- Original language: English
- Written by: William Mastrosimone
- Genre: comedy

Premiere
- Date: 1979
- Place: Rutgers University

= The Woolgatherer =

The Woolgatherer is a play by William Mastrosimone. It originally premiered at the Theatre at Rutgers University in 1979. It was printed in 1981.

The play is William Mastrosimone's first play.

It has been produced a number of times and has won awards, including the L.A. Drama Critics Award in 1982.

==Plot==
It is a two-act play, set entirely in a small apartment in South Philadelphia. It centers around Rose and Cliff, two neurotic people searching for love. Rose is a nervous and flighty woman who is haunted by the past and obsessed with destruction; due to her hemophilia, she's closed herself off from the world. She works at a five-and-dime behind the candy counter. She dreams of true love and how she'll meet a man one day who is perfect for her.

Cliff is a foul-mouthed, wise-cracking transcontinental truck driver who gets stuck in town when his truck breaks down. While he is waiting for his rig to be repaired, he wanders into Rose's store looking for a one-night stand. Rose then invites him over to her apartment and they start to argue about issues like her old and cranky neighbor and her boarded up window.
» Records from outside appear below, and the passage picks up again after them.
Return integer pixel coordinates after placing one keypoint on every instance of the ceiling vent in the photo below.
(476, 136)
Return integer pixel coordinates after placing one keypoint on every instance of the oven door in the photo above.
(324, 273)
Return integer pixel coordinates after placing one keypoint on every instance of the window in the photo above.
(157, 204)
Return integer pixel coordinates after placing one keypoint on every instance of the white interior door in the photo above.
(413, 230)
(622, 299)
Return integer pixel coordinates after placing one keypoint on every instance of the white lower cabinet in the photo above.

Towards the end of the play, the reader finds out that Rose does a number of strange things including putting on perfume and a hair ribbon before going to sleep. Cliff thinks that another man is there, so he forces himself in and looks around expecting to find a lover, but instead finding a collection of men's sweaters in her closet.
He soon finds out about her weird collection of men's sweaters.

Earlier in the play, Rose recalls a story from her past. She was watching some birds at the zoo, when a group of boys started antagonizing her and throwing stones at the birds. The boys kill the birds, she panics and the police come and take her to the hospital to calm her down. Hints throughout the play suggest that the boys did more to her than talk dirty and kill the birds. It is a possibility that the birds were a metaphor, and the boys actually raped or hurt her physically. Like the birds, her spirit or some part of her could have been metaphorically "killed".

This point in the play is when you can really start to tell that Rose is mentally unstable.

Despite their differences, the two characters end up falling in love at the end of the play.